Commentary

Shh, Nick, Don't Woke the Baby

By Tony Perkins | June 17, 2021 | 3:40pm EDT
Featured is a sign out front of the Nickelodeon Animation Studio in 1998. (Photo credit: YouTube/Nickelodeon Cartoon Universe)
Featured is a sign out front of the Nickelodeon Animation Studio in 1998. (Photo credit: YouTube/Nickelodeon Cartoon Universe)

What is the fastest way to alienate a sizable fanbase and scuttle the reputation of a longstanding entertainment icon? Saturate it with obnoxious, woke, political messaging.

The latest program to adopt this strategy is Nickelodeon, which, after watching Disney send Star Wars into a tailspin, said "hold my Kool-aid." After Nickelodeon promoted LGBT Pride Month for the first time in 2020, it decided to up the ante, as if everyone knows children's programs need more sexual content. Unsaintly Nick has introduced LGBT characters to shows including "Blue's Clues & You!," "Spongebob Squarepants," "Rugrats," "The Adventures of Korra," "Henry Danger," "Rocko's," and "The Loud House."

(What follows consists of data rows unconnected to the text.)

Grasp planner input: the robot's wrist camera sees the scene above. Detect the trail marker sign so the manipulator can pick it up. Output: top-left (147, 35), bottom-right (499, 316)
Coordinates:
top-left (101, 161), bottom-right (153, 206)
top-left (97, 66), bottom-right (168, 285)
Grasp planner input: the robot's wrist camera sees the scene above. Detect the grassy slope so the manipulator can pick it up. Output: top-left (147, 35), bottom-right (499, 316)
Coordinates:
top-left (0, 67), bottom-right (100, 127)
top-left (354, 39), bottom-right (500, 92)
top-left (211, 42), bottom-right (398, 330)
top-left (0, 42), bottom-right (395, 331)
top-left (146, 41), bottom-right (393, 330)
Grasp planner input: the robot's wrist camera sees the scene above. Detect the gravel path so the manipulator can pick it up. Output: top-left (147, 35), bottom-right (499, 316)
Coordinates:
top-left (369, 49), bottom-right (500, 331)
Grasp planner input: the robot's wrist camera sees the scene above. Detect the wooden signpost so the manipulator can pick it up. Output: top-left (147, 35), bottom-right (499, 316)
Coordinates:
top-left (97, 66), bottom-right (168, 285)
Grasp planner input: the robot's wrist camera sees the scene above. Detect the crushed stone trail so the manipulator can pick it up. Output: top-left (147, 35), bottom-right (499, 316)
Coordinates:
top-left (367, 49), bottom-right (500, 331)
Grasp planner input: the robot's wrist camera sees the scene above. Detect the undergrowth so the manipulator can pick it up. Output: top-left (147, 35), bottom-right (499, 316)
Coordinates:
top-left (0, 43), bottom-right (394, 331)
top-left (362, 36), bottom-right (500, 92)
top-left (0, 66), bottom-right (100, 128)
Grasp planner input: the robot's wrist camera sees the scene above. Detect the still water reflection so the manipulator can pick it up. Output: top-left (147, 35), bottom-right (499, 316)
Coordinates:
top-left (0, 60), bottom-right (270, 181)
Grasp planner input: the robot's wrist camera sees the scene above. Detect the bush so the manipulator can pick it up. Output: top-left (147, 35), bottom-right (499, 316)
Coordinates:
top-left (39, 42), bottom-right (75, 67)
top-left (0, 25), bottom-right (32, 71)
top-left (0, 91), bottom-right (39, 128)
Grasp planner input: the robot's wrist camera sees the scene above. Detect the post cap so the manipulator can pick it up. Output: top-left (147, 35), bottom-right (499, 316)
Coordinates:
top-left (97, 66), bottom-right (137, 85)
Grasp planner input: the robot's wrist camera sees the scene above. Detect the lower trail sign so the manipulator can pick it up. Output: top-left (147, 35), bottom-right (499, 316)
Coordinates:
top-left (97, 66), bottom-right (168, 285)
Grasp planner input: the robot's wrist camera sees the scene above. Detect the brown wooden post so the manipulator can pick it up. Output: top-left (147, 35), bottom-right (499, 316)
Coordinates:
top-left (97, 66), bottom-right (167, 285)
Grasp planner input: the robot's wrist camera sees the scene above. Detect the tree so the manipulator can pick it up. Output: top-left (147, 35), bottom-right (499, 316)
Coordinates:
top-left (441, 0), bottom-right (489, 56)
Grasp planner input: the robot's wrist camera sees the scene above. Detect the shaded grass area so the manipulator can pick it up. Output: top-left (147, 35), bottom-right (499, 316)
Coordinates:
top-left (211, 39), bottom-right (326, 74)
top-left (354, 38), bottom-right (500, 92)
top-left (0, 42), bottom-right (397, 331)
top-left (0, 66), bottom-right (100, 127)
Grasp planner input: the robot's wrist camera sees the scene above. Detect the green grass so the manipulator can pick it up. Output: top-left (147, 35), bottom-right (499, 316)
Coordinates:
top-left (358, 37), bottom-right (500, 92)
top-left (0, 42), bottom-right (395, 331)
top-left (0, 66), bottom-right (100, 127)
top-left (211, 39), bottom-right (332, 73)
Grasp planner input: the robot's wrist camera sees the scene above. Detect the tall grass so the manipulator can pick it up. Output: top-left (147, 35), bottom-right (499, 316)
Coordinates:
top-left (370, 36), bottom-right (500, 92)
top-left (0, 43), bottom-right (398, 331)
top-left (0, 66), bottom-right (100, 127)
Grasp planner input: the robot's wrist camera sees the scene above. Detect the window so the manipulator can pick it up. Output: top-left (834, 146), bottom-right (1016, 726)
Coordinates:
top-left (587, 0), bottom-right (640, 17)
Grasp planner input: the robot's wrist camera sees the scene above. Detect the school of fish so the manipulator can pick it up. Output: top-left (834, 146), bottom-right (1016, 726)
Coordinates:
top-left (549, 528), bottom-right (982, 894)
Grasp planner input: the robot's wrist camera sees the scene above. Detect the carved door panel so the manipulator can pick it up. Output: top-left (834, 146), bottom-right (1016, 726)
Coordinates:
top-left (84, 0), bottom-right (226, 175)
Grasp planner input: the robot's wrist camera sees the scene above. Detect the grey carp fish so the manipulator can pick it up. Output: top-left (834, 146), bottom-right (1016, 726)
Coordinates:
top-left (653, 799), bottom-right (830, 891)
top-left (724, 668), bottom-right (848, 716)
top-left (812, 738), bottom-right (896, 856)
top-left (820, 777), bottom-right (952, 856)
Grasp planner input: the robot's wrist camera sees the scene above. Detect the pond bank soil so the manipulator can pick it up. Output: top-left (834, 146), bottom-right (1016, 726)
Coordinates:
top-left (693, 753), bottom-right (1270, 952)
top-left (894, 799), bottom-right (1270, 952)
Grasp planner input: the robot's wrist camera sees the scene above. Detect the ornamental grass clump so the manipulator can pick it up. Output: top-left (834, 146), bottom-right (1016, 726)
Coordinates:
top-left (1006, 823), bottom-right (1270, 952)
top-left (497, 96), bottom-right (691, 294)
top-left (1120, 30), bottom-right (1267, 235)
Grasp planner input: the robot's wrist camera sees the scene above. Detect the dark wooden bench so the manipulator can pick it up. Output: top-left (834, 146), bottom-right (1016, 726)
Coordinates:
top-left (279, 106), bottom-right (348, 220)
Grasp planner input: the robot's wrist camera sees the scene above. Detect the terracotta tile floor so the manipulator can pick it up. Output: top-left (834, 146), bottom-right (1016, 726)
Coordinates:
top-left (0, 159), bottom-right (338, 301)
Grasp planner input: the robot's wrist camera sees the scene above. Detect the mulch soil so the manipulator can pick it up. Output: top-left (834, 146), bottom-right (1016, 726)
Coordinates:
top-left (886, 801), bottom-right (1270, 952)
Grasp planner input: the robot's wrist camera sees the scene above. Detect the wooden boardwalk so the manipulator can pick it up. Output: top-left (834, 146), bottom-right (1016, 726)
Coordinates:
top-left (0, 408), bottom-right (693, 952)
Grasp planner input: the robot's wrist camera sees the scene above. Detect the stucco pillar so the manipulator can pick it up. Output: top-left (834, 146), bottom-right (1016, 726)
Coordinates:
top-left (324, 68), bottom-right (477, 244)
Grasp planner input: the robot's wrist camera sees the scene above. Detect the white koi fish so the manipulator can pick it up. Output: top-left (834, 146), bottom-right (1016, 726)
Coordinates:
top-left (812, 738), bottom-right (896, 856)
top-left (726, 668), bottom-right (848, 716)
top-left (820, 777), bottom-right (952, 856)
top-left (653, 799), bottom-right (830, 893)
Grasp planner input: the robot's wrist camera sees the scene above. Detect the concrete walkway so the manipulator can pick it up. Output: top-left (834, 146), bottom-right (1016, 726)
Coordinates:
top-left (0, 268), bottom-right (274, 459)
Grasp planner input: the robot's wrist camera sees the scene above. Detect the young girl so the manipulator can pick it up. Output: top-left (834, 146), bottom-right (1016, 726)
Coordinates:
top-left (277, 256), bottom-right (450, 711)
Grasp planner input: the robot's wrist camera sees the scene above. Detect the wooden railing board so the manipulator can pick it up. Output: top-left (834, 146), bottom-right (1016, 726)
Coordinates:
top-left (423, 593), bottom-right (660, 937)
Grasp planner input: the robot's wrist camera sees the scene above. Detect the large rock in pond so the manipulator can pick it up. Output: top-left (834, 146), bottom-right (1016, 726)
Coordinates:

Meanwhile, Nickelodeon has lost two-thirds of its viewers over the past four years. As Breitbart reporter John Nolte summarized, "In July of 2017, Nickelodeon was averaging around 1.2 million viewers per week. Since February of this year, the channel has not been able to push its average viewership over 400,000. Last month, the numbers crashed as low as just 328,000." Nowhere along this catastrophic slide did the writers or curators of Nickelodeon's content stop to consider whether their ratings train wreck had anything to do with their foisting LGBT ideals on impressionable young viewers.

But the story gets more absurd. Last month, Nickelodeon chose not to air an episode titled "Kwarantined Krab," which featured an outbreak of "Clam Flu," because of the controversial and sensitive nature of the topic. That fact alone doesn't matter much one way or the other. What's shocking, however, is that Nickelodeon is willing to self-censor an episode with sideways allusions to the COVID-19 pandemic as too controversial and sensitive to broadcast to children, but it has no problem promoting Pride Month, writing songs about Pride Month, introducing an entire rainbow of LGBT characters, or exposing children to drag queens. As kids' cartoons are no longer child-safe, it's no wonder that parents are changing the channel.

Admittedly, some of Nickelodeon's drop in viewership is simply a result of viewers switching away from cable, which has afflicted all kids' networks. But you would expect, when a company encounters hard times, it would try its hardest to keep every customer it can. Instead, Nickelodeon has gone out of its way to alienate its primary market. Promoting LGBT Pride is one thing. Promoting it explicitly to young children is a bridge too far for many parents.

As LGBT activists target their agenda to increasingly younger audiences, parents have grown increasingly concerned about the effect they can have on their children. Pandemic lockdowns accelerated this by helping families spend more time together, alerting parents to the LGBT indoctrination taking place in schools. Parents concerned about their children are now organizing to fight back, running for school board, and speaking out. Earlier this year, the Arkansas legislature passed the SAFE Act, a first-of-its-kind law to protect children from dangerous, life-altering transgender hormones and surgeries. Most parents would rather raise their children peaceably than wade into the messy conflict of politics. But when continued and systematic attempts to indoctrinate their children provoke them to action, they become unstoppable warriors.

The Left can't resist overplaying its hand, or buckling to the backlash. This year, we've already been witness to leftist threats that have backfired. Corporations took a major black eye from criticizing Georgia's new election law before they realized it actually expanded voting access, while making elections more secure. The NCAA took a pie to the face when it backed away from its threat to remove tournaments from states that protected women's sports -- because too many states ignored it. Now, parents are punishing Nickelodeon's woke programming by changing the channel.

Tony Perkins is president of the Family Research Council.